They are not even remotely similar and this sounds like a terrible idea. However, Goro is reminded of how dumb the world is for the second time in mere days when yet another person goes along with Akira’s stupid suggestions, and the woman ends up leaving the store later with a cup of the most bitter coffee that Goro can ever make.
Akira smiles at him. “So. You never gave me an answer about the Boscars.”
“No,” Goro says shortly.
“But I just helped you,” Akira protests halfheartedly. “If I hadn’t, you would still be here trying to convince her that she wouldn’t be getting a free hamburger for the emotional duress you caused her. And—Ryuji?”

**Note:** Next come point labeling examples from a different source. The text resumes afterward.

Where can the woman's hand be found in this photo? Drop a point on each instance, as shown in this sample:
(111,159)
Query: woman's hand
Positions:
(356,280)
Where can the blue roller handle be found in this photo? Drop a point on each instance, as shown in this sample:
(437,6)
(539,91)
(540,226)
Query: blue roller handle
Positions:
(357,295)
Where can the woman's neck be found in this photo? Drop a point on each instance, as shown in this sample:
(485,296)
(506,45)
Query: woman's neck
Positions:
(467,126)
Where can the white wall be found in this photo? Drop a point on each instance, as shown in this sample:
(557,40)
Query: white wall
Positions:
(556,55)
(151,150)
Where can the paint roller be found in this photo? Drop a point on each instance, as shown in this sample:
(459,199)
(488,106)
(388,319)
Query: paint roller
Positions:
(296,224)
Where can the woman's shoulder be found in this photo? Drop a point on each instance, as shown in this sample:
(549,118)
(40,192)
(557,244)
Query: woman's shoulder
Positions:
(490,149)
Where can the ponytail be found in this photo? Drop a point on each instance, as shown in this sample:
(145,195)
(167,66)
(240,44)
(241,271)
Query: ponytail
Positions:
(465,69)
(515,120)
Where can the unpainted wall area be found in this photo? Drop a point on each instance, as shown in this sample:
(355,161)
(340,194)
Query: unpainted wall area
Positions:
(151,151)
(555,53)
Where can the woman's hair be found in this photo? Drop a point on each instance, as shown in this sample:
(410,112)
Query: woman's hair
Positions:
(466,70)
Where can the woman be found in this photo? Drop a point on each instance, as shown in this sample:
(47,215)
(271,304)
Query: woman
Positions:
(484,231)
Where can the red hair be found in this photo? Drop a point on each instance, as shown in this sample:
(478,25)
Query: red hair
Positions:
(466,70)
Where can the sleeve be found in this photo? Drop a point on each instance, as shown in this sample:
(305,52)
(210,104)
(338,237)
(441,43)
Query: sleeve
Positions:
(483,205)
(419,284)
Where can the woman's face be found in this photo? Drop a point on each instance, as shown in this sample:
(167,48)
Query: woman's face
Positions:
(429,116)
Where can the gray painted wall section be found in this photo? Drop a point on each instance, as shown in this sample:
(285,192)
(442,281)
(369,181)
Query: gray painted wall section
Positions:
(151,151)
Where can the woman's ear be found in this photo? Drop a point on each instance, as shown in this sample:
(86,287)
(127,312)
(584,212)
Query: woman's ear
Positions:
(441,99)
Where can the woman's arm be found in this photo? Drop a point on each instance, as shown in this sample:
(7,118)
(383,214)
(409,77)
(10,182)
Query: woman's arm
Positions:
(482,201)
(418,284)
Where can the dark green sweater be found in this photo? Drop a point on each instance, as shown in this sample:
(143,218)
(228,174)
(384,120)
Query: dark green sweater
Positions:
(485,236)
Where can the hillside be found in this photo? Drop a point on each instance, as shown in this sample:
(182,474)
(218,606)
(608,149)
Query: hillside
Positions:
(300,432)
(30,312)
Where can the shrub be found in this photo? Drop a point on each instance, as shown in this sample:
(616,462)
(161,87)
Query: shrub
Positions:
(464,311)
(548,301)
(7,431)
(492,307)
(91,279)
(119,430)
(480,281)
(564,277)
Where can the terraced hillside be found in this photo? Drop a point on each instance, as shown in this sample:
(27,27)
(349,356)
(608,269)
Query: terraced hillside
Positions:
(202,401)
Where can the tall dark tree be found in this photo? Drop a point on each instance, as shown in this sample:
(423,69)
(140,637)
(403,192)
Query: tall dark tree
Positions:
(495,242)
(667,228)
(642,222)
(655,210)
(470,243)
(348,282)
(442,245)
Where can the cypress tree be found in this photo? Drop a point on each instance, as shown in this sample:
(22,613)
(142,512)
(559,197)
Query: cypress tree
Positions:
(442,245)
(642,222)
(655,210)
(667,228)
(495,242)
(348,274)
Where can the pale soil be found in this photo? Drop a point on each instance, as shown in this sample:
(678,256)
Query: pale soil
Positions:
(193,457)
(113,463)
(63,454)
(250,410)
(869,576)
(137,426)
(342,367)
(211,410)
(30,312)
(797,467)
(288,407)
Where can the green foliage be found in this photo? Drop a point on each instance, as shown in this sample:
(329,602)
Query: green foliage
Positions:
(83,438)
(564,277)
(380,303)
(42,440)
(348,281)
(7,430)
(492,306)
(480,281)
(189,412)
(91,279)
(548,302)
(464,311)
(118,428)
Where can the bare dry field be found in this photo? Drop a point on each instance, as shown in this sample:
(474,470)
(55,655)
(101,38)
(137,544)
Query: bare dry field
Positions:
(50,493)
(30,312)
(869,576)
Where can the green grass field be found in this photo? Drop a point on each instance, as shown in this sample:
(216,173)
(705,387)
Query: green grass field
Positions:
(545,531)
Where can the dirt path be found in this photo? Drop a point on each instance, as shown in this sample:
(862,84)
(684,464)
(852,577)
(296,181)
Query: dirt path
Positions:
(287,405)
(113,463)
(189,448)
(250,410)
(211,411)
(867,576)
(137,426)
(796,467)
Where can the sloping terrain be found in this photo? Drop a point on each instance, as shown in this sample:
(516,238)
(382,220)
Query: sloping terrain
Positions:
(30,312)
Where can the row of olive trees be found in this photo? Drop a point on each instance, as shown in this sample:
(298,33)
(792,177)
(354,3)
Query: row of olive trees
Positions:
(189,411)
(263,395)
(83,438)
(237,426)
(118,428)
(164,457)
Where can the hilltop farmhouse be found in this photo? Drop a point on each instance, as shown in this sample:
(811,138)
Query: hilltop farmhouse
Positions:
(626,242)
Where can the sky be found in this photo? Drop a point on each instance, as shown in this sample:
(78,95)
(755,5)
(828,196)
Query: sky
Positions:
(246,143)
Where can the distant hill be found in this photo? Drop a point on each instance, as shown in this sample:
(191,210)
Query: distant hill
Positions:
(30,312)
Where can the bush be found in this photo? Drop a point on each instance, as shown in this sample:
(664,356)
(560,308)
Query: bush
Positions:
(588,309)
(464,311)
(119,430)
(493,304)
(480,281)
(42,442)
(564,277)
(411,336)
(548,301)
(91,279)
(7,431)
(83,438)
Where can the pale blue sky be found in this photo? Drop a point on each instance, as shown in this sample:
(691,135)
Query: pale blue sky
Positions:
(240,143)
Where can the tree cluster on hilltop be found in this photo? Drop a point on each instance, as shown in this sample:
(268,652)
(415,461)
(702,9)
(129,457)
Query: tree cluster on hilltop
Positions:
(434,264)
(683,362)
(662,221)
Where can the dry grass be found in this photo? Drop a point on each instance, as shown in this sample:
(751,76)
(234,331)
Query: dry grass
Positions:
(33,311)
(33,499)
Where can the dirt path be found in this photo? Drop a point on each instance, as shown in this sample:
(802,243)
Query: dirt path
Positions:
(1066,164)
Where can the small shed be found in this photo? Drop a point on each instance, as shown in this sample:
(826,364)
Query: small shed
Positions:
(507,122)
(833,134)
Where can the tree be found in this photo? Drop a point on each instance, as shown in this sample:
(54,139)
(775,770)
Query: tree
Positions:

Sakamoto exits the kitchen wearing a tank top under his apron. Goro isn’t sure if that strong, acidic smell is from Sakamoto or their box of expired lettuce sitting in the backroom.
“Yo, Akira!” Sakamoto’s eyes light up, and then he and Akira do the most complicated handshake Goro has ever seen. “What are you doing here?”
“I’m here to see Akechi,” Akira says. “I didn’t know you were here too—wait, is he the coworker who sneaks in at midnight and steals half the apple pie?”
“I do what?” Goro asks coldly, hand inching toward the plastic knife. It unfortunately won’t do any lasting harm, but maybe if he shoves it up Sakamoto’s nose it’ll take a long time to get out.
“No, not him. He’s more of the ‘If you drop a single pickle on the floor, you are going to pay for it out of your own pocket.’” Goro bristles when Sakamoto mimics him in the highest, most screechy voice possible. “You’re thinking about Yusuke.”
“Kitagawa does what?”
“The dude’s hungry. Cut him some slack.” Sakamoto looks decidedly unconcerned. “Besides, he doesn’t have any money to pay you back anyway. What’re you going to do?”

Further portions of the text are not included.